Monday’s 46.9-cent spike by May futures had its expected impact on the cash market Tuesday; prices continued to rise at nearly all points. A slow warming trend in the Northeast and cooling weather in the central South and Southwest were draining heating and cooling load, respectively, by moderate amounts. But lows in the 20s and 30s in the Rockies, Upper Plains and parts of the Midwest provided a fair amount of residual heating demand.

One source suggested that prices also were deriving support from buyers who have begun the storage injection season on schedule.

Flat quotes at two New England delivery points — Tennessee Zone 6 and Dracut — kept the market from achieving a clean sweep of gains. Otherwise, increases ranged from about a dime to a little more than 40 cents. The Rockies tended to see most of the largest advances.

Besides cool to cold weather in much of the West, supplies were experiencing a bit of tightness. Low linepack levels led PG&E to issue a customer-specific OFO for Wednesday; the citygate rose a little more than a quarter. And El Paso said drafting of its system and underperformance at some receipt points led it to set the probability of declaring a Strained Operating Condition or Critical Operating Condition to high. Prices were up 30-35 cents in the pipeline’s Permian Basin and two San Juan Basin pools.

High temperatures in the 80s were due to continue Wednesday in the Louisiana-Texas area, but cooler conditions are setting in to either side in the central and eastern South and the desert Southwest. Atlanta and Memphis, TN, are expected to barely reach 70 degrees, while Phoenix, where mid 80s highs had reigned through Tuesday, will be dropping to the mid 70s.

A futures decline of 9.4 cents Tuesday will give moderately negative guidance to physical gas prices Wednesday.

It’s cooler than normal in California for this time of year, said a western trader, who noted that San Francisco and Sacramento were recording overnight lows in the mid 40s. “I’m betting on another up day” for prices Wednesday, he said — at least in the West. Other regions may soften due to moderating weather and Tuesday’s screen drop, he added.

A Midcontinent producer agreed that prices are likely to fall a bit at some eastern points. Cash prices were moving lower near the end of trading Tuesday, which is usually an indicator of next-day softness, he said.

“It will be remembered as the winter that would not go away,” SunTrust Robinson Humphrey/the Gerdes Group noted in a Tuesday commentary. “Traders started today with a lot of blue to stare at on their weather screens.

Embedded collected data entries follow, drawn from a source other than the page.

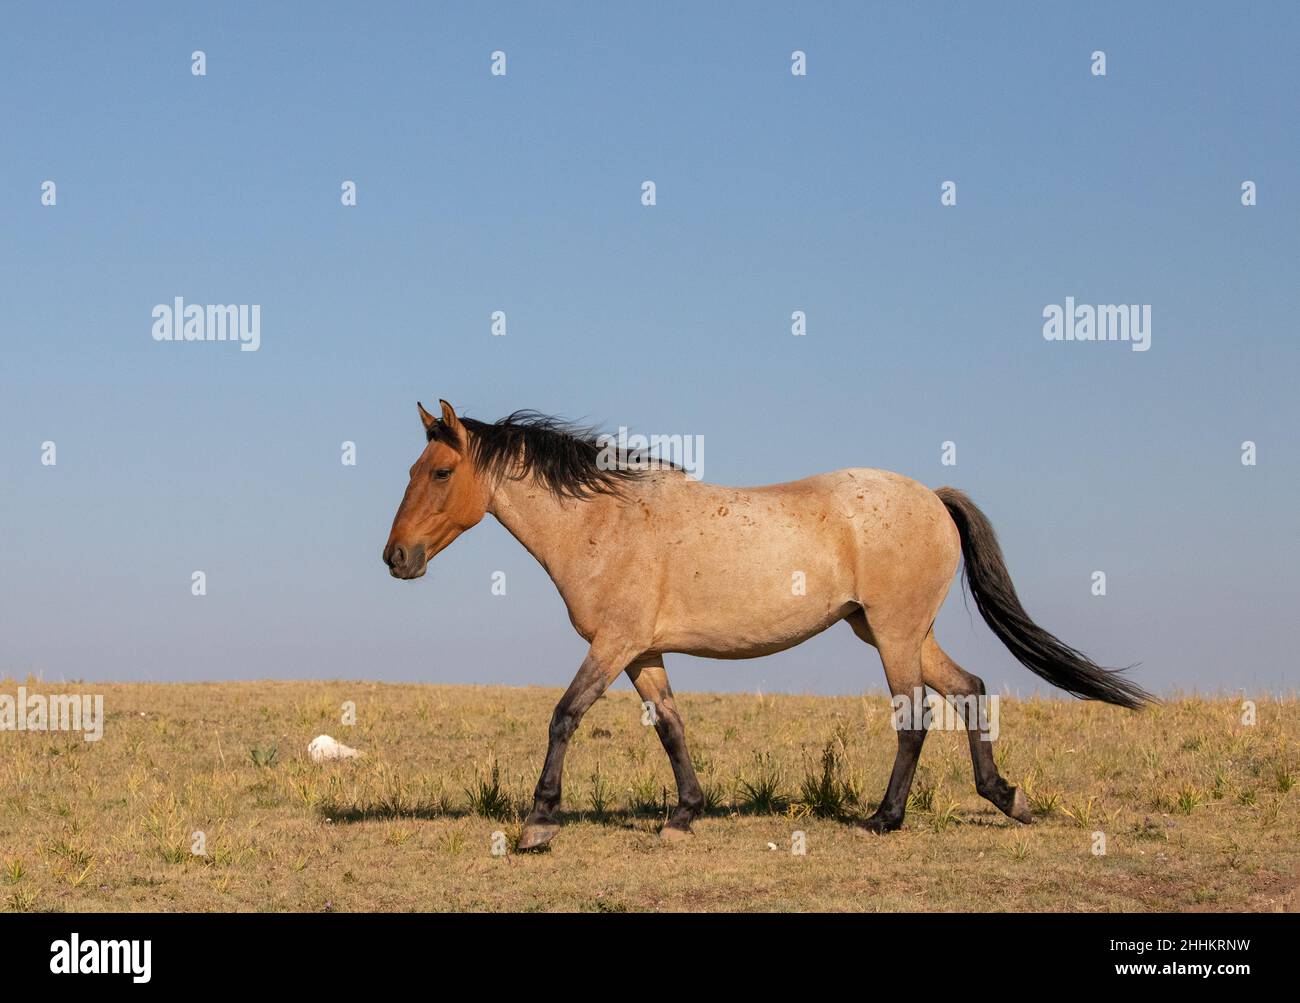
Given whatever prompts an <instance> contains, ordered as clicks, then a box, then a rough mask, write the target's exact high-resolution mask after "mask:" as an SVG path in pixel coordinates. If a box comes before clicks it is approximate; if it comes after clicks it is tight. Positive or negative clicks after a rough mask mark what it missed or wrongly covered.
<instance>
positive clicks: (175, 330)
mask: <svg viewBox="0 0 1300 1003" xmlns="http://www.w3.org/2000/svg"><path fill="white" fill-rule="evenodd" d="M151 316H152V317H153V340H155V342H239V351H240V352H256V351H257V349H259V348H260V347H261V304H260V303H255V304H252V305H248V304H247V303H239V304H230V305H225V304H208V305H203V304H198V303H191V304H188V305H187V304H186V303H185V299H183V298H182V296H177V298H175V300H173V301H172V303H160V304H159V305H157V307H155V308H153V313H152V314H151Z"/></svg>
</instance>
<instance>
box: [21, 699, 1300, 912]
mask: <svg viewBox="0 0 1300 1003" xmlns="http://www.w3.org/2000/svg"><path fill="white" fill-rule="evenodd" d="M21 682H22V681H14V679H8V681H3V682H0V692H6V694H14V692H16V689H17V686H18V685H19V683H21ZM26 685H27V687H29V690H30V691H31V692H53V691H60V692H82V691H86V692H103V694H104V704H105V713H107V722H105V728H104V737H103V739H101V741H99V742H85V741H83V739H82V738H81V735H78V734H69V733H17V731H0V909H6V911H103V909H107V911H134V909H148V911H246V909H255V911H261V909H270V911H286V909H287V911H311V912H318V911H372V909H382V911H407V909H507V911H536V909H563V911H608V912H621V911H637V909H690V911H707V909H763V911H803V909H814V911H827V909H854V911H896V909H904V911H928V909H939V911H1002V909H1013V911H1148V909H1157V911H1218V909H1231V911H1242V909H1265V911H1277V909H1294V908H1296V903H1297V883H1300V807H1297V796H1296V791H1295V789H1294V787H1295V782H1296V778H1297V765H1300V704H1297V702H1296V700H1284V702H1261V703H1260V704H1258V718H1257V722H1256V724H1255V725H1253V726H1249V725H1243V722H1242V709H1240V702H1239V700H1235V699H1223V700H1206V699H1186V700H1171V702H1169V703H1166V704H1162V705H1160V707H1156V708H1153V709H1151V711H1147V712H1143V713H1134V712H1128V711H1122V709H1118V708H1112V707H1104V705H1097V704H1087V703H1079V702H1067V700H1049V699H1035V700H1010V699H1005V700H1004V702H1002V705H1001V731H1002V738H1001V741H1000V742H998V744H997V757H998V761H1000V764H1001V767H1002V769H1004V772H1005V773H1006V776H1008V778H1009V780H1010V781H1011V782H1013V783H1019V785H1022V786H1023V787H1024V789H1026V791H1027V793H1028V794H1030V796H1031V803H1032V806H1034V808H1035V811H1036V813H1037V816H1039V819H1037V824H1036V825H1034V826H1021V825H1018V824H1015V822H1013V821H1010V820H1008V819H1005V817H1002V816H1001V815H1000V813H997V812H996V809H993V808H992V806H989V804H987V803H985V802H983V800H982V799H980V798H979V796H978V795H976V794H975V790H974V785H972V781H971V768H970V757H969V754H967V748H966V737H965V734H963V733H961V731H935V733H932V734H931V735H930V738H928V741H927V743H926V748H924V752H923V755H922V760H920V770H919V773H918V780H917V786H915V789H914V793H913V799H911V806H910V809H909V815H907V821H906V822H905V826H904V829H902V830H901V832H898V833H893V834H891V835H885V837H874V835H867V837H863V835H857V834H855V833H854V832H853V830H852V828H850V826H849V825H845V824H844V822H842V821H839V820H837V817H836V816H840V817H854V816H862V815H865V813H867V812H868V811H870V808H871V807H872V806H874V803H875V800H876V799H878V798H879V796H880V793H881V791H883V789H884V783H885V778H887V776H888V770H889V767H891V764H892V760H893V751H894V738H893V731H892V724H891V708H889V704H888V700H887V699H885V698H884V696H867V698H819V696H784V695H776V696H758V695H715V694H680V695H679V705H680V707H681V708H682V711H684V713H685V718H686V729H688V738H689V741H690V744H692V751H693V755H694V759H695V764H697V769H698V770H699V774H701V780H702V782H703V783H705V785H706V789H707V793H708V796H710V802H711V809H710V813H708V816H707V817H705V819H702V820H701V821H698V822H697V824H695V833H697V834H695V837H694V838H693V839H689V841H685V842H684V843H680V844H662V843H660V842H659V839H658V838H656V835H655V832H656V829H658V826H659V824H660V821H662V819H663V815H664V803H666V800H667V803H668V804H671V803H672V800H673V786H672V774H671V770H669V768H668V763H667V759H666V757H664V755H663V751H662V748H660V746H659V741H658V738H656V735H655V733H654V729H651V728H646V726H643V725H642V724H641V707H640V703H638V700H637V696H636V694H633V692H632V691H629V690H619V691H614V692H611V694H608V695H607V696H606V698H604V699H602V700H601V702H599V703H598V704H597V705H595V708H594V709H593V711H591V712H590V713H589V715H588V717H586V718H585V720H584V721H582V725H581V729H580V731H578V734H577V737H576V738H575V742H573V744H572V747H571V750H569V756H568V761H567V767H565V787H564V820H565V826H564V829H563V830H562V832H560V834H559V837H558V838H556V839H555V842H554V843H552V846H551V848H550V851H547V852H542V854H529V855H517V854H513V852H510V854H507V855H504V856H494V855H493V852H491V846H493V833H495V832H499V833H503V834H504V841H506V842H507V843H511V841H513V839H516V838H517V835H519V828H520V817H521V815H523V813H524V812H525V811H526V806H528V803H529V802H530V794H532V787H533V783H534V782H536V780H537V774H538V770H539V767H541V760H542V755H543V752H545V742H546V725H547V721H549V717H550V712H551V707H552V704H554V702H555V699H556V698H558V696H559V691H556V690H545V689H504V687H495V689H494V687H473V686H413V685H412V686H403V685H380V683H367V682H325V683H315V682H257V683H251V682H238V683H211V685H156V683H140V685H103V686H101V685H81V686H75V685H59V686H57V687H55V686H52V685H49V683H42V682H39V681H36V679H27V681H26ZM344 702H352V703H355V705H356V724H355V726H346V725H342V724H341V722H339V717H341V708H342V705H343V704H344ZM321 733H328V734H330V735H333V737H335V738H338V739H339V741H342V742H346V743H347V744H350V746H354V747H356V748H360V750H363V751H364V754H365V756H364V757H363V759H359V760H352V761H344V763H330V764H316V763H311V761H309V760H308V757H307V752H305V750H307V744H308V742H309V741H311V739H312V738H313V737H315V735H317V734H321ZM796 832H802V833H805V834H806V852H805V854H803V855H797V854H793V852H792V834H793V833H796ZM195 833H203V841H204V843H205V851H207V852H205V855H195V854H194V852H192V848H194V846H195V838H196V837H195V835H194V834H195ZM1096 833H1101V834H1104V838H1105V852H1104V854H1096V852H1093V850H1095V846H1096V843H1097V837H1096V835H1095V834H1096ZM500 841H502V838H500V837H498V843H499V842H500Z"/></svg>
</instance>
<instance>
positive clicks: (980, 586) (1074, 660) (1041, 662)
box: [935, 487, 1156, 708]
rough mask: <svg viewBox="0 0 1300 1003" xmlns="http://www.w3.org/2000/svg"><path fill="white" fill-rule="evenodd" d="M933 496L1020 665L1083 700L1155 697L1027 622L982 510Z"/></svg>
mask: <svg viewBox="0 0 1300 1003" xmlns="http://www.w3.org/2000/svg"><path fill="white" fill-rule="evenodd" d="M935 494H936V495H939V499H940V500H941V502H943V503H944V505H946V507H948V514H950V516H952V517H953V522H956V524H957V531H958V533H959V534H961V538H962V557H965V565H966V568H965V576H966V583H967V586H969V587H970V591H971V595H974V596H975V605H976V607H978V608H979V612H980V616H983V617H984V622H985V624H988V626H989V630H992V631H993V633H995V634H997V638H998V641H1001V642H1002V643H1004V644H1006V647H1008V648H1009V650H1010V652H1011V654H1013V655H1015V657H1017V659H1018V660H1019V661H1021V664H1022V665H1024V667H1026V668H1027V669H1030V670H1031V672H1034V673H1036V674H1037V676H1041V677H1043V678H1044V679H1047V681H1048V682H1050V683H1052V685H1053V686H1060V687H1061V689H1062V690H1065V691H1066V692H1071V694H1074V695H1075V696H1082V698H1083V699H1084V700H1105V702H1106V703H1113V704H1118V705H1119V707H1132V708H1139V707H1143V705H1144V704H1148V703H1152V702H1153V700H1154V699H1156V698H1154V696H1152V695H1151V694H1149V692H1147V691H1145V690H1143V689H1141V687H1140V686H1138V685H1136V683H1134V682H1130V681H1128V679H1126V678H1125V677H1123V676H1121V673H1119V670H1118V669H1104V668H1101V667H1100V665H1097V664H1096V663H1095V661H1092V659H1089V657H1088V656H1087V655H1083V654H1082V652H1079V651H1075V650H1074V648H1071V647H1070V646H1069V644H1066V643H1065V642H1063V641H1060V639H1057V638H1054V637H1052V635H1050V634H1049V633H1048V631H1045V630H1044V629H1043V628H1040V626H1039V625H1037V624H1035V622H1034V621H1032V620H1030V615H1028V613H1026V612H1024V607H1022V605H1021V599H1019V596H1017V594H1015V586H1014V585H1011V576H1010V574H1009V573H1008V570H1006V564H1005V561H1004V560H1002V548H1001V547H998V546H997V534H996V533H993V526H992V525H991V524H989V521H988V518H985V517H984V513H983V512H980V511H979V509H978V508H976V507H975V503H974V502H971V500H970V499H969V498H967V496H966V495H965V494H962V492H961V491H958V490H957V489H954V487H940V489H939V490H937V491H936V492H935Z"/></svg>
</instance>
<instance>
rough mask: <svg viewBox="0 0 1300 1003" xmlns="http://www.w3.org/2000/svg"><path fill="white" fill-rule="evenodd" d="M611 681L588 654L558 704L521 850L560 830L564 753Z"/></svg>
mask: <svg viewBox="0 0 1300 1003" xmlns="http://www.w3.org/2000/svg"><path fill="white" fill-rule="evenodd" d="M615 674H616V673H615ZM612 678H614V674H611V673H610V672H608V670H607V669H606V668H604V665H603V664H602V663H601V661H598V660H597V659H595V657H594V656H593V655H588V656H586V659H585V660H584V661H582V667H581V668H580V669H578V673H577V676H576V677H575V678H573V682H571V683H569V687H568V690H565V691H564V695H563V696H562V698H560V702H559V703H558V704H555V712H554V713H552V715H551V725H550V729H549V733H547V746H546V761H545V763H543V764H542V776H541V777H539V778H538V781H537V790H536V791H534V793H533V809H532V811H530V812H529V813H528V819H525V820H524V834H523V835H521V837H520V847H521V848H525V850H526V848H532V847H534V846H539V844H542V843H545V842H547V841H549V839H550V838H551V837H552V835H554V834H555V830H556V829H558V828H559V821H558V817H556V816H558V813H559V807H560V786H562V780H563V776H564V754H565V751H567V750H568V743H569V738H572V735H573V733H575V731H576V730H577V726H578V722H580V721H581V720H582V715H585V713H586V712H588V711H589V709H590V707H591V704H594V703H595V702H597V700H598V699H599V698H601V694H603V692H604V691H606V689H607V687H608V685H610V681H611V679H612Z"/></svg>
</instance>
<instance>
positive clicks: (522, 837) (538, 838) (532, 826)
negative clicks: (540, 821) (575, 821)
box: [516, 822, 560, 852]
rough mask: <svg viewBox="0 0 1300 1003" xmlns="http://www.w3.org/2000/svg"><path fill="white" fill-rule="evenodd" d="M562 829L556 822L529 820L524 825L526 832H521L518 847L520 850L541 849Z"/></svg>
mask: <svg viewBox="0 0 1300 1003" xmlns="http://www.w3.org/2000/svg"><path fill="white" fill-rule="evenodd" d="M559 830H560V828H559V825H558V824H556V822H529V824H528V825H525V826H524V832H523V833H520V834H519V846H517V847H516V848H517V850H519V851H520V852H526V851H529V850H541V848H542V847H545V846H546V844H547V843H550V842H551V839H554V838H555V834H556V833H558V832H559Z"/></svg>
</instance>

Not the pale blue variety that yields perhaps a 10-cent gain in prices, but the 50-cent deep blue that means we will work storage into an even deeper hole as cold weather is now expected to descend over the core heating demand locations of the eastern half of the country later this week and into next.”

Stephen Smith of Stephen Smith Energy Associates is projecting a storage pull of 12 Bcf to be reported for the week ending April 4, which Smith said was down from his original estimate of 22 Bcf.

Citigroup’s Tim Evans also expects one more net withdrawal before the refill process begins in earnest. Evans projected a 15 Bcf draw for the week ending April 4 preceding injections of 20 Bcf and 30 Bcf for the weeks ending April 11 and April 18, respectively.